The People In My Neighbourhood

The animation you are about to view is a graphical representation of my relationships with all the people in my life. The number at the top of the screen shows the passing of time. Each time a new person enters my life, their name appears on the screen, crowded in amongst all my other friends. Every time i see them, or talk to them on the phone, or send them an email, they move out from the crowd, and their colour becomes more individual - red if i see them face-to-face, green for the telephone, blue for email. So my dad, Leo, is yellow because he doesn't have email, and spike is purple because i hardly ever talk to him on the phone (actually Leo is getting a bit bluey now that he's got a computer, and spike has started getting greener). In the snippet on the left, mike and rose are pure red because i had just spent a week at their house, seeing them every day. As the years (or the weeks) cycle past, you can watch people come closer and slip away, illustrating the cloud of people that i meet when i'm walking down the street.

Who Did I See Today

This is the name i give my list of friends. I have been compiling it since September 2004, and it was seven months before i started work on this animation. I decided to settle on a granularity of one day - you could map minutes or weeks, but days seemed right to me.

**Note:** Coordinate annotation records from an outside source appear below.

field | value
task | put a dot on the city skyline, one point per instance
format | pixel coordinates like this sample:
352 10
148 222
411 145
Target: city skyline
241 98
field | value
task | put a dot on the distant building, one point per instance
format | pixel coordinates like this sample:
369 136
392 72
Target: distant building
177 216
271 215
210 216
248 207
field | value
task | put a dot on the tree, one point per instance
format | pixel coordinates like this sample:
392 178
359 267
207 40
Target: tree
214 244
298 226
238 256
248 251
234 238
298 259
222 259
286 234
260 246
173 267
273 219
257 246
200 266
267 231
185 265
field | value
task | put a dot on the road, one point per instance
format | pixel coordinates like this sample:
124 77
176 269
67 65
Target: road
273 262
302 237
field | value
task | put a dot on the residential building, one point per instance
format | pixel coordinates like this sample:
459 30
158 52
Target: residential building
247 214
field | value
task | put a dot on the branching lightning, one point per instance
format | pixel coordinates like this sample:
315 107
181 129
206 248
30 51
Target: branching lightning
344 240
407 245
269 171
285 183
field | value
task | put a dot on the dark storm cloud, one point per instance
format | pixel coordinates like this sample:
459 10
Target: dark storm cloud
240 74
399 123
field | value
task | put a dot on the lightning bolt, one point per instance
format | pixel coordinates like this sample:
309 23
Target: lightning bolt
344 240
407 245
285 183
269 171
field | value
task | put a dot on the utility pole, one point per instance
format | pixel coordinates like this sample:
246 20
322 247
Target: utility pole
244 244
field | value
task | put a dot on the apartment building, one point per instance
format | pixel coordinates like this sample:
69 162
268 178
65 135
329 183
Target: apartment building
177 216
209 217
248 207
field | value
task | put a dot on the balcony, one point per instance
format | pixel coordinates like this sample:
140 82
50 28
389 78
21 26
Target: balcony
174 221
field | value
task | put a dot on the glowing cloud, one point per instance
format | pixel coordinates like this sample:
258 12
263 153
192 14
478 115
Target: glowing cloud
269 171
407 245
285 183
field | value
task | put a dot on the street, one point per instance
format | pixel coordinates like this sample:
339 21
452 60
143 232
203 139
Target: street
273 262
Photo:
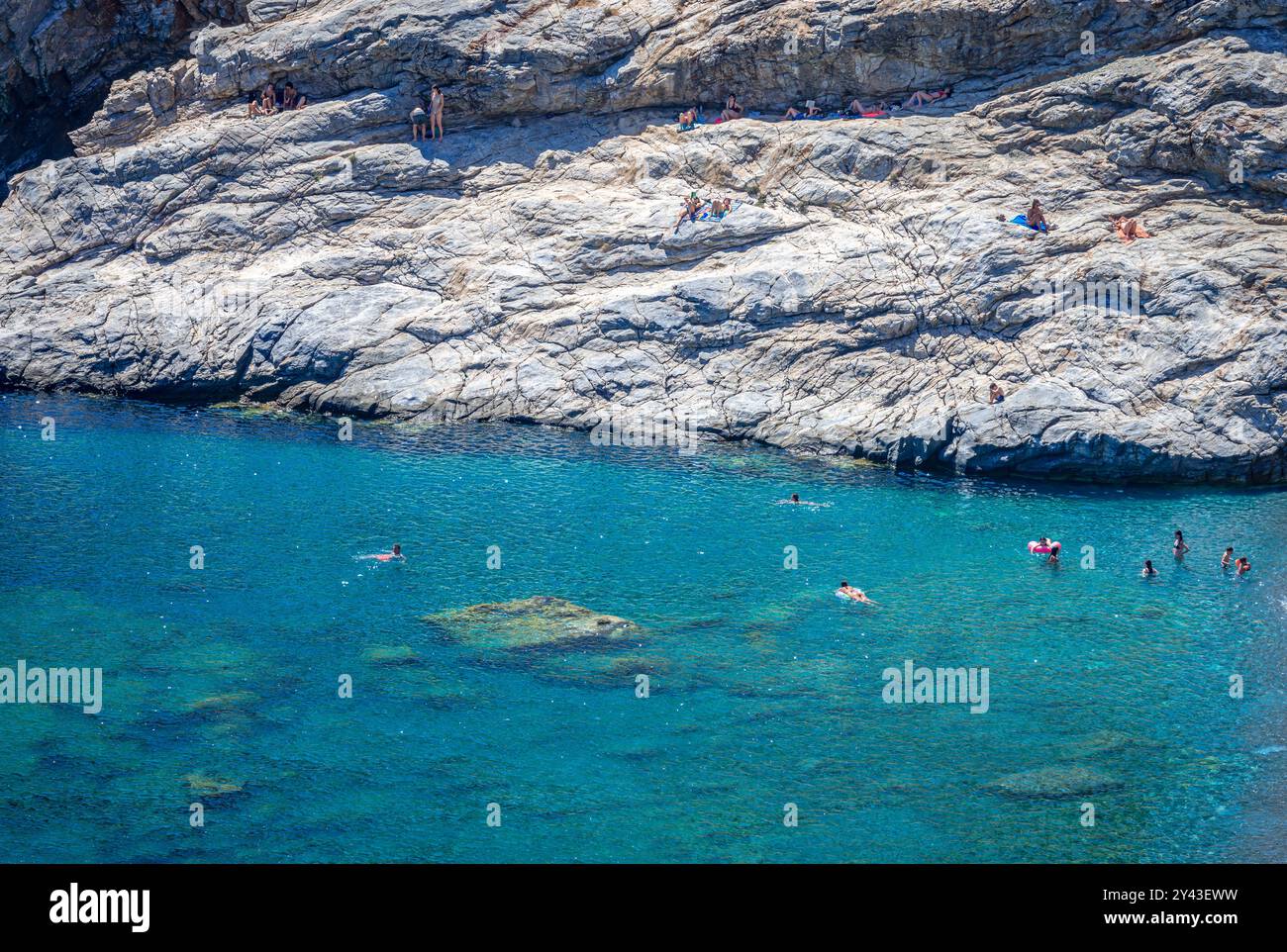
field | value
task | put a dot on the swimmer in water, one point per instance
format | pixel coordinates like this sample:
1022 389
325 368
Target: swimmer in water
847 591
395 556
796 501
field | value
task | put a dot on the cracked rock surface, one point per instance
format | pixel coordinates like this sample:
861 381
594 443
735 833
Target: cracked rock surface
858 299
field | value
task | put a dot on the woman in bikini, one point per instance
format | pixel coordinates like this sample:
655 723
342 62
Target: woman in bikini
1129 230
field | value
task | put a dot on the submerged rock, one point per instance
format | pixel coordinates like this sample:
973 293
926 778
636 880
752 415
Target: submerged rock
606 670
233 702
201 785
531 622
395 655
1055 781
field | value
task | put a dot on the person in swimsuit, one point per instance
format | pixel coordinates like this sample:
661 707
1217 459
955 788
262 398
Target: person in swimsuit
395 556
436 112
419 125
1129 230
1037 218
854 593
691 207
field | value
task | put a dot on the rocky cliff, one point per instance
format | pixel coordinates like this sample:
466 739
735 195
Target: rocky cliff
858 299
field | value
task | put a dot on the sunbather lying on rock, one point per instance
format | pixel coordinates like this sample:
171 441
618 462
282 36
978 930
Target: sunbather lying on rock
810 111
923 98
1129 230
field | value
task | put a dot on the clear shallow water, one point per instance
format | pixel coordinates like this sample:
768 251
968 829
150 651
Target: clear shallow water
766 689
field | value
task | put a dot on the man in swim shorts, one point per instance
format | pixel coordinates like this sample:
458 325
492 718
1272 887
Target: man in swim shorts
847 591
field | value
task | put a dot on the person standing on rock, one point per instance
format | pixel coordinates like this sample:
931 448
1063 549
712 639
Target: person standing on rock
436 112
419 124
1037 218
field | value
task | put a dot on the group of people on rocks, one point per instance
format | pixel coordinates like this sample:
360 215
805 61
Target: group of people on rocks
270 99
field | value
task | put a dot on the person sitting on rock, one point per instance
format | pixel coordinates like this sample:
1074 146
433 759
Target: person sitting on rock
1129 230
291 98
419 124
923 98
691 209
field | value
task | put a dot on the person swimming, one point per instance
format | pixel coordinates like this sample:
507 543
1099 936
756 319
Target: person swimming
796 501
395 556
847 591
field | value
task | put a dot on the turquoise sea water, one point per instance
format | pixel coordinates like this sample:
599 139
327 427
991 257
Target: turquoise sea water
766 690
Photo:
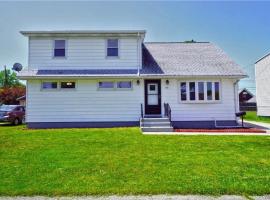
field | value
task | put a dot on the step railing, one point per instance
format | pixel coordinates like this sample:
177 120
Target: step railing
168 111
142 110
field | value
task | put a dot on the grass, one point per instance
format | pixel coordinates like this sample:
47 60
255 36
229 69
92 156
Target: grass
122 161
252 116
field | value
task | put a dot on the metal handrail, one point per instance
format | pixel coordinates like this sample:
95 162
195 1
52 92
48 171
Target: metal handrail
141 110
168 111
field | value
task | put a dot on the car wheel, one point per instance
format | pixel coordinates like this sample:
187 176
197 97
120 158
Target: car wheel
16 121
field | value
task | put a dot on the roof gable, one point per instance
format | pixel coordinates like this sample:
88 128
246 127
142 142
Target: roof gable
188 59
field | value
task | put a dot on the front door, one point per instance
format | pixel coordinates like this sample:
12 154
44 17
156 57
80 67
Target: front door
152 97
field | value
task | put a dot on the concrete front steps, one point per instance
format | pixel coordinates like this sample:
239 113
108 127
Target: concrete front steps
161 124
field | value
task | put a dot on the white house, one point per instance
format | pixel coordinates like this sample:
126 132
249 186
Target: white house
262 74
114 78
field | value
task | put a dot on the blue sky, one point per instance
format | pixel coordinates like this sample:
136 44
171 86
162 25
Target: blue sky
241 29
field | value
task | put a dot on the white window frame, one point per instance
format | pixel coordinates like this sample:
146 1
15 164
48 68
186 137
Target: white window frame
106 89
197 101
118 47
58 85
53 45
48 89
67 88
115 85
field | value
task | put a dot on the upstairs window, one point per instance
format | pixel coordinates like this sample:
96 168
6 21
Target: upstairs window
68 85
183 88
112 47
49 85
201 91
124 84
106 85
59 48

I add someone's name to the list whenever i have actively communicated with them. so you can send me all the spam you want, talk to my answering machine all day long, but you only appear on the list when i reply. i can see you at a party but we have to talk for the interaction to count. The idea of quantising your relationships like this presents many problems. If i spend the whole day with you, your rating on the animation will grow exactly the same as if i see you in the street for five minutes (so leo should rate a lot higher than he does). It's difficult to know which new people are significant enough to include (i saw ninon every day for a week, but i only met ben once, and i knew he was going back to berlin), and when to include people's kids and partners (sorry dylan, you only rate when i see you without your parents). I haven't included anyone i work with, because i see them all the same amount, and only because i have to - unless i see them outside of work time (sorry gianna and john, you deserve a better rating).

I haven't included cathy at all. she makes the rest of you seem like total strangers. but i also haven't included the many people whose relationships are mediated through her (i think of tim often, i am included in his phone calls and his emails, but the actual contact is usually made by cathy).